Be an AI hero, but just for a day
Like all new shiny new things, generative AI offers mere mortals a brief chance to impress friends, colleagues, line managers and customers, with Da Vinci levels of creativity and intelligence.
Bask in the limelight while it lasts because very soon, everyone will be able to do exactly the same thing. It’s both the strength and weakness of generative AI.
One can’t help but feel impressed with the demonstration on LinkedIn of how Microsoft 365 CoPilot can create action points from Teams meetings and organise busy Outlook InBoxes. All of this is powered by OpenAI’s ChatGPT, which is being tasked to draw insights based on trawling internal enterprise data.
While there has been plenty of talk about Google’s Bard and the “Celebrity Deathmatch” that is forming between Google Microsoft/OpenAI, Adobe has also entered the market with its own take on generative AI. Its approach, through Adobe Firefly, is to make it easier for people to create meaningful images, which are able to convey an idea or concept. It draws on the Adobe Stock Library along with copyright-free images.
David Truog, a principal analyst at Forrester, believes Firefly will empower organisations to create and communicate better. In a blog describing the product, he wrote: “Firefly lights a path forward for helping generative AI models not get stale by infusing them with fresh material rooted in the inspired intelligence of human creators, thanks to incentives for them to contribute to model training.”
Truog’s observation is among the key themes coming out of the industry’s efforts with generative AI. Microsoft called its product, CoPilot, rather than “autopilot” for a reason. Its CEO, Satya Nadella, emphasises the fact that CoPilot augments and works alongside humans.
Former Microsoft CEO, Bill Gates goes further. He believes the rise of AI will free people up to do things that software never will – teaching, caring for patients, and supporting the elderly.

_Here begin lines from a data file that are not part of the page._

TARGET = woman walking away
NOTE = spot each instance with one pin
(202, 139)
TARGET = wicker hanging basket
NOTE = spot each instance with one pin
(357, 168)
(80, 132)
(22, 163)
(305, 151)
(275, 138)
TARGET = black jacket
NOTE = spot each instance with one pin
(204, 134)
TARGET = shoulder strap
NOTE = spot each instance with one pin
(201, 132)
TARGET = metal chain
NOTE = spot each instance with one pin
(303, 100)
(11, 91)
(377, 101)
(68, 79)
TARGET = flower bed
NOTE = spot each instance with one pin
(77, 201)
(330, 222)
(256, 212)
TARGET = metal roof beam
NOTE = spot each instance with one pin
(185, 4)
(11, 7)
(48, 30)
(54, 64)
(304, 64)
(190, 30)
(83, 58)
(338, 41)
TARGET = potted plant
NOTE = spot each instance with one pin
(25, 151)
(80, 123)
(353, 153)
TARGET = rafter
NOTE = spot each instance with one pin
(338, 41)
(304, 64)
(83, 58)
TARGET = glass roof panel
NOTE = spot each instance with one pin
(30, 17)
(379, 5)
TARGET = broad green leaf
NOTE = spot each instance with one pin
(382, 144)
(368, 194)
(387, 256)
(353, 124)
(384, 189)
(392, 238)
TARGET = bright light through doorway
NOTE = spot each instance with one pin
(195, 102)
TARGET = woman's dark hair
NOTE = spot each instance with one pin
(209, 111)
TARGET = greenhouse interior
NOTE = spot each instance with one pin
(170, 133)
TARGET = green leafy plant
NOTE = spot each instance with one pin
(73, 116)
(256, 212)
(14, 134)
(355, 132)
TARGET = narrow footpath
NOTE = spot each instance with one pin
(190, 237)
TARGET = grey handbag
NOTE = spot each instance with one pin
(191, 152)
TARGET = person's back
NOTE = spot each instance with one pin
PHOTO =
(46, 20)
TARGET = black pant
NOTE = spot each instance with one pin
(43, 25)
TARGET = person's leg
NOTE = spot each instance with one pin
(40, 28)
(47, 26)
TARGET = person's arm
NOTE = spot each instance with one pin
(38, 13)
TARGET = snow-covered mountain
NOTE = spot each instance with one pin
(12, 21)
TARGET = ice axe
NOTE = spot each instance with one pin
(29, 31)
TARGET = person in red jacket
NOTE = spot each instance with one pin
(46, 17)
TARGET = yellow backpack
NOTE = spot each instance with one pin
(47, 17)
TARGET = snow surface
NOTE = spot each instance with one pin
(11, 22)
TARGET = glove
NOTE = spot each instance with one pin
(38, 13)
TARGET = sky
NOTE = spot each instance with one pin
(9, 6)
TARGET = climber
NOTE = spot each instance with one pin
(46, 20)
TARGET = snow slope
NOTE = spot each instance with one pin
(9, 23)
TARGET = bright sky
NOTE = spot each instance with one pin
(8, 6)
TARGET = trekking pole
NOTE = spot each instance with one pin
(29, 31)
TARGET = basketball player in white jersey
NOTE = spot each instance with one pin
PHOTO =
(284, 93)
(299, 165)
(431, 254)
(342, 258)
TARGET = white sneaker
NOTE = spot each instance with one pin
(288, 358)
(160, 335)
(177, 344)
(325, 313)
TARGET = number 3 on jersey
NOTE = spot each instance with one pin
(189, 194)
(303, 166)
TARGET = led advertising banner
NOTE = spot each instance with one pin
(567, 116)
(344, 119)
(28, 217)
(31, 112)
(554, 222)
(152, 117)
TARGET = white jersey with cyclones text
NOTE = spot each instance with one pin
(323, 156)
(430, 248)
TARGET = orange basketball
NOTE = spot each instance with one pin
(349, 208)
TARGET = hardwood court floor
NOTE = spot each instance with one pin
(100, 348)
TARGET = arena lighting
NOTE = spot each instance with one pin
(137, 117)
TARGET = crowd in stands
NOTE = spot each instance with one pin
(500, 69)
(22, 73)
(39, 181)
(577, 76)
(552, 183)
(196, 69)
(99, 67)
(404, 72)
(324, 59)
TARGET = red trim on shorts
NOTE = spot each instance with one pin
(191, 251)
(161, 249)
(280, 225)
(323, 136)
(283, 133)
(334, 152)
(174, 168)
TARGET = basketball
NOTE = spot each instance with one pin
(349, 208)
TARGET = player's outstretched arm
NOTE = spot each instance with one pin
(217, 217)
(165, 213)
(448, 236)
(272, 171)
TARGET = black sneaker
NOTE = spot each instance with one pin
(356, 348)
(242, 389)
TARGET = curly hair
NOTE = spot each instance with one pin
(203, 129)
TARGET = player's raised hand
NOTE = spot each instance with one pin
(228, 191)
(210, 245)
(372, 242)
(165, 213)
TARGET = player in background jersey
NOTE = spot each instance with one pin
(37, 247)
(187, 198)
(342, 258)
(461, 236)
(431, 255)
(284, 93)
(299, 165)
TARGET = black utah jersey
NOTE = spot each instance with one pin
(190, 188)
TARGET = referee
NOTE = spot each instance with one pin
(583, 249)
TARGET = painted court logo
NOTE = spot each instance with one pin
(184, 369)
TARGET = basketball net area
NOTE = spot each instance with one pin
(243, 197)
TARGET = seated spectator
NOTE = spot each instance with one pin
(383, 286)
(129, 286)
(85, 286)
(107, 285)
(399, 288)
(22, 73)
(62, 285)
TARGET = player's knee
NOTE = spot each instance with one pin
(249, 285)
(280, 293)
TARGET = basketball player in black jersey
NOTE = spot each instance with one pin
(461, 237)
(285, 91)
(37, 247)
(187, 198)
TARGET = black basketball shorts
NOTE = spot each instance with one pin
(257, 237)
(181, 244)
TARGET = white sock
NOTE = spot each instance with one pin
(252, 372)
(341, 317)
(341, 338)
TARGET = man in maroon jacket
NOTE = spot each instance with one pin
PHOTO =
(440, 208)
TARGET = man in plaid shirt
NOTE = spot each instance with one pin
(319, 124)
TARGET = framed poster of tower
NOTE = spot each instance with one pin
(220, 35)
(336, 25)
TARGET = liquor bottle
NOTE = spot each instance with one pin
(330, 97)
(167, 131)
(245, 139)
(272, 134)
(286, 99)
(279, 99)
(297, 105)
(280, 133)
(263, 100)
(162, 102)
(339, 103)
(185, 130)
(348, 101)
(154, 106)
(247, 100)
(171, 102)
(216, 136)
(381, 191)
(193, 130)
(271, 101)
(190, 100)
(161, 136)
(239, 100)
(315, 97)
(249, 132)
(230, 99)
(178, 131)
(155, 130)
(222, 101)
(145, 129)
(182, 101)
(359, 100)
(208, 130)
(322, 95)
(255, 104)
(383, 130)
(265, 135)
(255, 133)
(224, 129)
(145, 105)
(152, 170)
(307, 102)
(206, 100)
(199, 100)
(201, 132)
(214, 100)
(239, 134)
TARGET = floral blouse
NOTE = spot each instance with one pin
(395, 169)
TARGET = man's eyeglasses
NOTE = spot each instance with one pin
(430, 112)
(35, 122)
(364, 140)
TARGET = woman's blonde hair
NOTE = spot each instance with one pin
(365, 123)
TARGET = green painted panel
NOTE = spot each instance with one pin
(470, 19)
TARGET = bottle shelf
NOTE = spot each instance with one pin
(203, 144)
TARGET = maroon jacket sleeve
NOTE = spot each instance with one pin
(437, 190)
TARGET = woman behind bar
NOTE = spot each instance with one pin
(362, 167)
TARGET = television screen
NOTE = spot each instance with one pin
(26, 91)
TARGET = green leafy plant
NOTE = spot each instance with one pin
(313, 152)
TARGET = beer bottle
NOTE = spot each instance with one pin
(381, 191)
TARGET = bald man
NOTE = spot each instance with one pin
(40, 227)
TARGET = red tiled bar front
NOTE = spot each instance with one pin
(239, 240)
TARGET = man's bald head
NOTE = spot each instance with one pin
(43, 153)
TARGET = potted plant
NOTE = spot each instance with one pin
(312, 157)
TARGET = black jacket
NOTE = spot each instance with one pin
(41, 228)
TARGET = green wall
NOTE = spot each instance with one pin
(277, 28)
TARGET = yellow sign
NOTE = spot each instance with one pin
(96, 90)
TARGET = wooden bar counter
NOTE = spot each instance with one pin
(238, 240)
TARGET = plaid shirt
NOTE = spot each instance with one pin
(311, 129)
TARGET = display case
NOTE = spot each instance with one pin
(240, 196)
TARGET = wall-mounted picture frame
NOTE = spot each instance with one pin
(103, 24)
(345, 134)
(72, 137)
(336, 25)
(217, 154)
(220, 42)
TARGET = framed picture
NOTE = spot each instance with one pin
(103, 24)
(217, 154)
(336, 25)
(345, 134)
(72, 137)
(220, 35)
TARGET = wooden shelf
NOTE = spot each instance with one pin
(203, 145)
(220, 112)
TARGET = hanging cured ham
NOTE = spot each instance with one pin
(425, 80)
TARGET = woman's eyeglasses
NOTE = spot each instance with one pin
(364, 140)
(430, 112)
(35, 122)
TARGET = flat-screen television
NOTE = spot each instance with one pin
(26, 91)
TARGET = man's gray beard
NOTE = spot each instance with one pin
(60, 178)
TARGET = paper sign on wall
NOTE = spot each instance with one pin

As this technology evolves, society will need to recalibrate the role people play alongside machines. Do we see ourselves as the Luddites, who, at the start of the 19th century, tried to stop the progress of knitting machines? Surely, over the last 200 years, society has learned to live and adapt to technologically-driven changes to working practices?
By focusing on augmenting humans, the tech firms are deferring the decision over the extent of AI’s role in the workplace, to business leaders and workers. At this moment in time, with the technology at a nascent stage of development, it’s probably the right decision. But at some point, we will all face some hard truths, and, in the meantime, we can’t all be Leonardo Da Vinics.